14. In State of U.P. v. Renusagar Power Co., 1988 (4) SCC 59, the Supreme Court observed:
"It is high time to reiterate that in the expanding horizon of modern jurisprudence, lifting of corporate veil is permissible. Its frontiers are unlimited. It must, however, depend primarily on the realities of the situation. The horizon of the doctrine of lifting of corporate veil is expanding."
15. In Tata Engineering's case (supra) the Supreme Court observed that the doctrine of the lifting of the veil tints marks a change in the attitude that law had originally adopted towards the concept of the separate entity or personality of the Corporation. As a result of the impact of the complexity of economic factors, judicial decisions have sometimes recognized exceptions to the rule about the jurstic personality of the corporation. It may be that in course of time these exceptions may grow in number and to meet the requirements of different economic problems, the theory about the personality of the corporation may be confined more and more.

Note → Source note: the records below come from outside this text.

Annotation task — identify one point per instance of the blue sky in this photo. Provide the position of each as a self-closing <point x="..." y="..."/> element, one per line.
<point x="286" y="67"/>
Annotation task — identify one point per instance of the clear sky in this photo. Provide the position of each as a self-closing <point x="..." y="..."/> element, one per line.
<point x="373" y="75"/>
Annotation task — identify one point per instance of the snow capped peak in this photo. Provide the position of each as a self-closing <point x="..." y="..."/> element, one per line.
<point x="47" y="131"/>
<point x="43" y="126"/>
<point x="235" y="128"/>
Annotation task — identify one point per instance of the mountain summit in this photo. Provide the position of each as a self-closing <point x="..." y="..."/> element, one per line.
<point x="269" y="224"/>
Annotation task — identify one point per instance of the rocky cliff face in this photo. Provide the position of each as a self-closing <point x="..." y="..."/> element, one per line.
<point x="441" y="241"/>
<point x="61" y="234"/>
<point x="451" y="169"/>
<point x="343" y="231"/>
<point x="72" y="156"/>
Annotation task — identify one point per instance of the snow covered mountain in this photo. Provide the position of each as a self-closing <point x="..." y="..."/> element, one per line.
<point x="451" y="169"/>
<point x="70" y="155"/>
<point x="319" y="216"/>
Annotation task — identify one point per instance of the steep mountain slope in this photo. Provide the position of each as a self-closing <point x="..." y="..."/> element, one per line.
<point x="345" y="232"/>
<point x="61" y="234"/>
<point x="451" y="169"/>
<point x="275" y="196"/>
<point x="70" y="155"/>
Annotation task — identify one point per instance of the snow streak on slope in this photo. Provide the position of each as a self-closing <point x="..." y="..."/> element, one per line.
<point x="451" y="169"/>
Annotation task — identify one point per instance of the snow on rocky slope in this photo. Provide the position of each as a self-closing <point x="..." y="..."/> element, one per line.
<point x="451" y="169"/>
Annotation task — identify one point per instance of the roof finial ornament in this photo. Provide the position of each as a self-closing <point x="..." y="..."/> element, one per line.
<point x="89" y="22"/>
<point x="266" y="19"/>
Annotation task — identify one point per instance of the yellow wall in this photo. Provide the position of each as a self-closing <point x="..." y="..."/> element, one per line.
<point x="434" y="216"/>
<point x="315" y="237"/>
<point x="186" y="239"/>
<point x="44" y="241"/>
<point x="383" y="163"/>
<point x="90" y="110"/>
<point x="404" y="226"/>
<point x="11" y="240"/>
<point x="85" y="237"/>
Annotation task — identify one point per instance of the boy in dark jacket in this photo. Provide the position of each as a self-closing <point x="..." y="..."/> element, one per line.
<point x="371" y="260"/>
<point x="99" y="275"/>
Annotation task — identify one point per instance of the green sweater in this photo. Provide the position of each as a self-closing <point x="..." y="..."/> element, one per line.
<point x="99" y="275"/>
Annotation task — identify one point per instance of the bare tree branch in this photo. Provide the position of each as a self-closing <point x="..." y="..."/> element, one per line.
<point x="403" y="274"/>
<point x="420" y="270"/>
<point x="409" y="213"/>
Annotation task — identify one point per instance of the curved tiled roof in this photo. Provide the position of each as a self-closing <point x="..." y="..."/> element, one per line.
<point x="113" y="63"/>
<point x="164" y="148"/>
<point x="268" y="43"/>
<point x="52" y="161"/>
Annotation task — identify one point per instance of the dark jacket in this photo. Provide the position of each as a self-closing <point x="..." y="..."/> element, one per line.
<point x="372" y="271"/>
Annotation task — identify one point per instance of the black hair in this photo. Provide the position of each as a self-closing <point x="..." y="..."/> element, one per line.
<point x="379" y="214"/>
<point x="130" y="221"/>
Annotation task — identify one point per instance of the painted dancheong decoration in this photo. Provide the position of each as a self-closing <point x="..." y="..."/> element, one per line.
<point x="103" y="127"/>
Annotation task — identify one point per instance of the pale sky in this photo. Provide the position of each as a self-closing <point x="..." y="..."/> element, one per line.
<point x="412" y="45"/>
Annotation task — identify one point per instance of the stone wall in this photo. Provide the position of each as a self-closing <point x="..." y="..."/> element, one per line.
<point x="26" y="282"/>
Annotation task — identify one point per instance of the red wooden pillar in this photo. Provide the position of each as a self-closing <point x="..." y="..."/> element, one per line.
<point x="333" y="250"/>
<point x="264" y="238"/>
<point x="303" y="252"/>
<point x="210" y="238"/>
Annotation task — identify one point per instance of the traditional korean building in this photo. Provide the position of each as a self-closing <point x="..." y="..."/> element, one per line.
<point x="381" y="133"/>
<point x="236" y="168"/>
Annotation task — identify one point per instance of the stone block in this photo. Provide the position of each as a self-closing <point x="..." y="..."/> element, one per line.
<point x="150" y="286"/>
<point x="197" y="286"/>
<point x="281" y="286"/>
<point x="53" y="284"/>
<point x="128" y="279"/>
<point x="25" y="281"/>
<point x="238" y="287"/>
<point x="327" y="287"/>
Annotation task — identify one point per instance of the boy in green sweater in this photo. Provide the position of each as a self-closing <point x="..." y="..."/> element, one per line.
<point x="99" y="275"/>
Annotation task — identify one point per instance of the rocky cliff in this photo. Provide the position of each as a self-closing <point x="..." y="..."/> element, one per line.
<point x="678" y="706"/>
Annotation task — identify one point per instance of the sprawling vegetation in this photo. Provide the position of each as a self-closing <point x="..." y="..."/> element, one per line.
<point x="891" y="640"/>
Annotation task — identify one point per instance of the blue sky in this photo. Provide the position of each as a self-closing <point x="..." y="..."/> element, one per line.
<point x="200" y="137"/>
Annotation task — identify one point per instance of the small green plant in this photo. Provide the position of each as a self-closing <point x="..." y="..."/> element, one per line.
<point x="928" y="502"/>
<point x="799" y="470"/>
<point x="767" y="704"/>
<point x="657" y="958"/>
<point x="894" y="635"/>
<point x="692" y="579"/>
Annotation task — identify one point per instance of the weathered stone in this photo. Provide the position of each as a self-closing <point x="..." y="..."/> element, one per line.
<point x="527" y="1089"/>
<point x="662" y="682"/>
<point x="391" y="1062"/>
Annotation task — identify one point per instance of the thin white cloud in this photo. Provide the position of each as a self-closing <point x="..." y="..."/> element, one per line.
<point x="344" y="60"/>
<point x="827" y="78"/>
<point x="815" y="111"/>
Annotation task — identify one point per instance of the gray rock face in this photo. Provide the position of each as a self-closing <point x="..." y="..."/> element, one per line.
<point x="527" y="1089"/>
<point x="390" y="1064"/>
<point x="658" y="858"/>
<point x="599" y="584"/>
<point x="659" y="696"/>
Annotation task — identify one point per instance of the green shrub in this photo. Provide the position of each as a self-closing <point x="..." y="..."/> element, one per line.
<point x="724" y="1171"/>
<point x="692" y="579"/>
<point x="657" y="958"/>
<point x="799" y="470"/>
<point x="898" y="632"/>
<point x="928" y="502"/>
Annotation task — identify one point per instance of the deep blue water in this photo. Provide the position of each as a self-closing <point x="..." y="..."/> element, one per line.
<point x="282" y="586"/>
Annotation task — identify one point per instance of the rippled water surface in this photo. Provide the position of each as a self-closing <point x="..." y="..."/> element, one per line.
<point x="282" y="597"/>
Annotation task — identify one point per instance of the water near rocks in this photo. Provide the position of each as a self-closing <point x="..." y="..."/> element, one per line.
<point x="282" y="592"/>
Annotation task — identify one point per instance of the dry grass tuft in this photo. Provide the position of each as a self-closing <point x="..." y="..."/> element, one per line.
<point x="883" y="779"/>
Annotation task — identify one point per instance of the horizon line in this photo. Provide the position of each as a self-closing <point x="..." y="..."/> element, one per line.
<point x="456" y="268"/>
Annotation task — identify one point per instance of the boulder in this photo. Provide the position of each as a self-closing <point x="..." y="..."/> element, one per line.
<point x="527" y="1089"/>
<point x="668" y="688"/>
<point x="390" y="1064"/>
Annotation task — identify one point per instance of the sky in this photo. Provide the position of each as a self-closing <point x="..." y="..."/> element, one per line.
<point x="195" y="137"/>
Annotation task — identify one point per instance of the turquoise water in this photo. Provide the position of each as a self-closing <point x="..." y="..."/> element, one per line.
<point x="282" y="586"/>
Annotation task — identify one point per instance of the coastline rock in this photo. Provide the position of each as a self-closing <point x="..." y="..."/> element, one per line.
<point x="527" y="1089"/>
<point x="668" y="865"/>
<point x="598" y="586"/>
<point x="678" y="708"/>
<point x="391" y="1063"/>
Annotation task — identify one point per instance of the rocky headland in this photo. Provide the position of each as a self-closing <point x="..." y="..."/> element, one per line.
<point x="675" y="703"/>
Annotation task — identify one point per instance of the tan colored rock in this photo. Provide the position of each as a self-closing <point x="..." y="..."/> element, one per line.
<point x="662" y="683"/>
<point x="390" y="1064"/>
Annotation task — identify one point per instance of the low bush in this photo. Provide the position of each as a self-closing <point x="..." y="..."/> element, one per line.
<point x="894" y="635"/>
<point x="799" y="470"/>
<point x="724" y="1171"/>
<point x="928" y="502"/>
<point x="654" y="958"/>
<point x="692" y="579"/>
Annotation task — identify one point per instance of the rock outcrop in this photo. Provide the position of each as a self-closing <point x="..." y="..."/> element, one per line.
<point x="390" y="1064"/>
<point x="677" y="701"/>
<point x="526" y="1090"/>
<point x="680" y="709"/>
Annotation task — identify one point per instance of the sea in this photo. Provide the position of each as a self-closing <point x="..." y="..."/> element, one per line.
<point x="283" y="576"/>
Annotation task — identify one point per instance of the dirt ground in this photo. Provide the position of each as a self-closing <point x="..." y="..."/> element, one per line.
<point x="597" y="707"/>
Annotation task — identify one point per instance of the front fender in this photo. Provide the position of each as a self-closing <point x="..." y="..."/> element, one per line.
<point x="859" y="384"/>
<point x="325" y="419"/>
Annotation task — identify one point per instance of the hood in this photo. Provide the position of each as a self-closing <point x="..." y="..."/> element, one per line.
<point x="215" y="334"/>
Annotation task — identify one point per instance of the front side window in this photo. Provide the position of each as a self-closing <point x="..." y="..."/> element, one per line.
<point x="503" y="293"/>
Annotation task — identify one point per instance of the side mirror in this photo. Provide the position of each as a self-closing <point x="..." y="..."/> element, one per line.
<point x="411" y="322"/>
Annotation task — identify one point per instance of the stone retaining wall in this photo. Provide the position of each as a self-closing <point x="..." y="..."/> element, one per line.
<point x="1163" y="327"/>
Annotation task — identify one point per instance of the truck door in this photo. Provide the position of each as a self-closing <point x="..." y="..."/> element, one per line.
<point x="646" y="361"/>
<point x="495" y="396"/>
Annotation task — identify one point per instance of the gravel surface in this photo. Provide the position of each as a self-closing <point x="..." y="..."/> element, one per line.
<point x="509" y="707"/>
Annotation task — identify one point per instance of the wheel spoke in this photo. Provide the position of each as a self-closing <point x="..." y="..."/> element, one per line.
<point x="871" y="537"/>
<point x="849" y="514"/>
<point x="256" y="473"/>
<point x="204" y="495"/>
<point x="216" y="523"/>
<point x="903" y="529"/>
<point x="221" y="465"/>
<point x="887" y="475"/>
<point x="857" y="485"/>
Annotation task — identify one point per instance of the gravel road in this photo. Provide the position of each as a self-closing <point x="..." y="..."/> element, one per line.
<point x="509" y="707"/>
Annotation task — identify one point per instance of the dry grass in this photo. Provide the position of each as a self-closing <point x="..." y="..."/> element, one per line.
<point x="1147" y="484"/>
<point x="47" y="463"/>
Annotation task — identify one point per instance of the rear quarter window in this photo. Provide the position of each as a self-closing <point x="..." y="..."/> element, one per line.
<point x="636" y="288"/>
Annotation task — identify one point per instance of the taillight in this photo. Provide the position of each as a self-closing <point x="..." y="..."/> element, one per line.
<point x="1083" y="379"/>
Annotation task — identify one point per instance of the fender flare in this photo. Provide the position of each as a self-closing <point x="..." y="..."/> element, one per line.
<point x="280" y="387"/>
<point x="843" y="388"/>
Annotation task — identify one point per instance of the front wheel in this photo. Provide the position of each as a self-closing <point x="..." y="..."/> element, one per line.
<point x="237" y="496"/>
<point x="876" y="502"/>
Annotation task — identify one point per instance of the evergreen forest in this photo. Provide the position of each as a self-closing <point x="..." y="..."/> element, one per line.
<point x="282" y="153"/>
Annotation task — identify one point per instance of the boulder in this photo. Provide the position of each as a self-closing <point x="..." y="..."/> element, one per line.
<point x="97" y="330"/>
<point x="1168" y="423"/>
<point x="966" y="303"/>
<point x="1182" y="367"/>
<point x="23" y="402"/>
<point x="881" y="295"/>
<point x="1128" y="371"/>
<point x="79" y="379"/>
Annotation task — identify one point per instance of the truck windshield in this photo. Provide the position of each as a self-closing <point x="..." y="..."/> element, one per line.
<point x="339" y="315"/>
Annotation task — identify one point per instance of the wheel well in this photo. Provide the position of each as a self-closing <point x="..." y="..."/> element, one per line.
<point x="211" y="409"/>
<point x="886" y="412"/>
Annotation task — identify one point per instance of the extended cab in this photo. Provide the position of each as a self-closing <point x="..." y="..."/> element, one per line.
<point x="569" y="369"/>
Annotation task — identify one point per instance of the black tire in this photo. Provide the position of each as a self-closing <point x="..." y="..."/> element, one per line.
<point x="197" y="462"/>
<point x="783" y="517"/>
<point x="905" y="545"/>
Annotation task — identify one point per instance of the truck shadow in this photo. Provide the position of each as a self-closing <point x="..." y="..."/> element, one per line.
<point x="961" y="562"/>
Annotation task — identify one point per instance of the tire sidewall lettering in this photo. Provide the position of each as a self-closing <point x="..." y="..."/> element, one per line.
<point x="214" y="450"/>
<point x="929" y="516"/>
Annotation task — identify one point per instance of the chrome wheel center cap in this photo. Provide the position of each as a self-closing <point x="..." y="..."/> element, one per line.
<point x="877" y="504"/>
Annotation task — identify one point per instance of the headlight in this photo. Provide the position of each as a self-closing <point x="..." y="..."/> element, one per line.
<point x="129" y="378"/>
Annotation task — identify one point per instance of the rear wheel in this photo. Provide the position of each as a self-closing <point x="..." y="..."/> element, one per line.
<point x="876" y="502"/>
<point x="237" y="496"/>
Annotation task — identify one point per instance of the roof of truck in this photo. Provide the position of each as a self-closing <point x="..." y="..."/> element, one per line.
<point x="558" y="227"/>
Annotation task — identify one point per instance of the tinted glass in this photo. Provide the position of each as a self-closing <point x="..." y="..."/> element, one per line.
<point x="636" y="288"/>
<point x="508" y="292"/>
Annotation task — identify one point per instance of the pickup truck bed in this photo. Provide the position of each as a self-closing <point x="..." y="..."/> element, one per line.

16. Thus, the Supreme Court itself has stated that with the passage of time the exceptions to the rule of corporate personality can grow in number to meet the new requirements, and these exceptions have an expanding horizon. In our opinion, the doctrine of piercing the veil of corporate personality must be adopted by our Courts, in the matter of electricity dues, as this has assumed mammoth dimensions of hundreds or thousands of crores of rupees which unscrupulous businessmen are not paying under cover of the doctrine of corporate personality. Hence we are of the opinion that so far as electricity dues are concerned this Court will pierce the veil of corporate personality and shall not give shelter to the businessmen who seek protection under the doctrine of corporate personality.
17. In the present case dues against the company are almost a crore of rupees. Hence there is no reason why recovery should not proceed against the Directors including the petitioners in both these petitions.
18. There is no mention in the writ petition of the value of the assets of the Company. This seems to have been deliberately concealed. Hence it can be reasonably inferred that the value of the assets of the Company are negligible, or a tiny fraction of the electricity dues. In this situation the only way of realizing the electricity dues is to proceed against the Directors.
19. Moreover writ jurisdiction is discretionary jurisdiction and we are not inclined to exercise our jurisdiction in this case even assuming that there is a violation of law.
20. For the reasons given above, both the petitions are dismissed. No order as to costs.